BRCA1 is critical for maintaining genomic integrity following replication fork stalling
We have found that BRCA1 is required for SCE following replication fork stalling before DSBs are produced (Figure 3B). We anticipate that BRCA1 knockdown leads to accumulated ssDNA following replication fork stalling. However, BRCA1 depletion appears to have no obvious effect on RPA2 foci formation induced by 6-h HU treatment (Supplementary Figure S4). This is most likely caused by the following two reasons. First, as we discussed previously, the immunofluorescence may not be able to detect the accumulated ssDNA due to the limitation of this assay. Second, unrepaired ssDNA upon replication fork stalling is not stable and will be targeted by nucleases, which subsequently leads to DNA DSBs (9). Therefore, the unrepaired ssDNA due to a BRCA1 defect are most likely converted into DSBs. To test this hypothesis, we determined the effect of BRCA1 knockdown on chromatid breaks and chromosome breaks following replication fork stalling, using FISH assay. As expected, cells depleted of BRCA1 by shRNA displayed higher frequencies of chromatid and chromosome breaks after 6-h HU treatment although no detectable breaks are found in control cells (Figure 7A and B). Most importantly, in BRCA1 deficient cells, 6-h HU treatment leads to increased radial structures (Figure 7C) which are generated by the increased frequency of chromatid breaks and subsequent inter-chromatid fusions. The representative chromosome abnormalities induced by 6-h HU treatment in cells with BRCA1 knockdown are demonstrated in Figure 7D. Moreover, both the frequencies of chromatid breaks (Figure 7A) and chromosome breaks (Figure 7B) are not obviously increased in control cells treated with 6-h HU treatment compared to the untreated cells, further confirming the results obtained using a comet assay that no detectable DSBs are present in cells with 6-h HU treatment (Figure 1A). The result from a second repeat was also presented in Supplementary Figure S5. In summary, we concluded that function of BRCA1 in HR induced by replication fork stalling is critical for maintaining genomic stability following replication fork stalling.
DISCUSSION
Previous studies have revealed that BRCA1 functions in HR induced by DNA DSBs. However, how BRCA1 functions in HR in response to replication blockages remains poorly understood. Here, we report the existence of two distinct SCE-associated HR repair pathways. One occurs when replication forks stall before DSB generation and the other take place after DSB creation when replication fork collapse. ATR specifically suppresses SCE-associated HR induced by replication fork collapse but has no role on the SCE-associated HR following replication fork stalling. BRCA1 promotes these two distinct HR pathways but the role of BRCA1 in promotion of SCE-associated HR upon replication fork collapse is suppressed by ATR (Figure 8).

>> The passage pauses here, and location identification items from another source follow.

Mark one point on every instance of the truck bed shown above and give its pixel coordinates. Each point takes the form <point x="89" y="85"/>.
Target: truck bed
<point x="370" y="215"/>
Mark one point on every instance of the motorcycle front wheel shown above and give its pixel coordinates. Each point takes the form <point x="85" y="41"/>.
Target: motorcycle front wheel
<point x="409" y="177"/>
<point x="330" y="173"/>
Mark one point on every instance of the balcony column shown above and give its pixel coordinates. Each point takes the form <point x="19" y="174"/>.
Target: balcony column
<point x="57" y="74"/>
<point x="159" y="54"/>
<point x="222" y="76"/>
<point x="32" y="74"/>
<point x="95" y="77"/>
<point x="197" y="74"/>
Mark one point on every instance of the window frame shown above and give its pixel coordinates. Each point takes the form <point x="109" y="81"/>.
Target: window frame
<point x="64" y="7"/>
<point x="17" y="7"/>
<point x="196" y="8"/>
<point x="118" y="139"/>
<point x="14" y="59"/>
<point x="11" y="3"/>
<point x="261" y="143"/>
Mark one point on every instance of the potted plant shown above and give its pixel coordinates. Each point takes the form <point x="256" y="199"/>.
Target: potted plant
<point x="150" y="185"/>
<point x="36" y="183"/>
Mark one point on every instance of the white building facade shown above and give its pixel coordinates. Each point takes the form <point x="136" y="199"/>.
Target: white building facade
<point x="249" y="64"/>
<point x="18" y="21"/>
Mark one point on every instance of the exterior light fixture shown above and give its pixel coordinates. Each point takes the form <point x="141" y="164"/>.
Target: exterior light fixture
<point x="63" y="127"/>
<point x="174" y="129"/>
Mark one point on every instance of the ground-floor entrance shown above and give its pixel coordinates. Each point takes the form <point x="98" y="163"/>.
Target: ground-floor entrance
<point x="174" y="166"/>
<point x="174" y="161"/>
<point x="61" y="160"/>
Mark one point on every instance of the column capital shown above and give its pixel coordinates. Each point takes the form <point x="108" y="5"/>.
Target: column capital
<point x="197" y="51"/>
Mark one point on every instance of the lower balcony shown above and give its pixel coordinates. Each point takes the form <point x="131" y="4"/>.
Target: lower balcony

Both stalled and collapsed DNA replication forks stimulate SCE-associated HR in mammalian cells
Consistent with earlier reports (8,24) we found that HR-mediated repair takes place when replication fork progress collapses. However, unprecedentedly, our present study shows that SCE-associated HR efficiently occurs before DSBs are detectable (Figure 1), which is different to the previous reports that replication arrest induced HR is triggered when DNA DSBs are generated using HR reporter assays (8,24). Our results provide molecular basis for the observation that BRCA1 deficiency leads to an enhanced sensitivity to chemotherapeutic drugs that cause replication blockage without being associated with DSBs (25,33). Recombination-related processes have a central function in the recovery of stalled or collapsed replication forks in bacteria (9). The importance of recombination-mediated fork restart mechanisms remains to be established in eukaryotic cells. Thus, it would be interesting to know whether the role of BRCA1 in HR upon replication fork stalling or collapse in mammalian cells contributes to the replication fork recovery.
ATR differentially controls SCE upon replication fork stalling or collapse
We found that SCE-associated HR upon replication fork collapse is blocked by ATR, an essential regulator for cell cycle checkpoints during replication arrest. However, SCE-associated HR occurring following replication fork stalling is independent of ATR (Figure 2). The question raised by our study is why ATR differentially controls SCE-associated HR during replication fork stalling and collapse. The primary means of repairing ssDNA gaps following replication fork stalling is by HR, which uses complementary DNA from the sister chromatid (52,53). This process is inherently error-free compared to other mechanisms, such as error-prone translesion polymerases (53). In contrast, DSB creations are involved during repair of collapsed DNA replication forks by HR, which may cause a consequence of genomic instability due to illegitimate recombination, such as non-homologous end joining. Therefore, HR repair in response to replication fork collapse is suppressed by ATR. Alternatively, a lack of substrates for ATR during replication fork stalling may be one of the reasons. HR repression by ATR operates at least in part, by impeding the resection of cutting free DNA ends (35). There are not obvious free DNA DSB ends present at the site of replication fork stalling. Hence, it is not surprising that SCE-associated HR following forks collapse before DSBs are generated is not affected by the ATR status.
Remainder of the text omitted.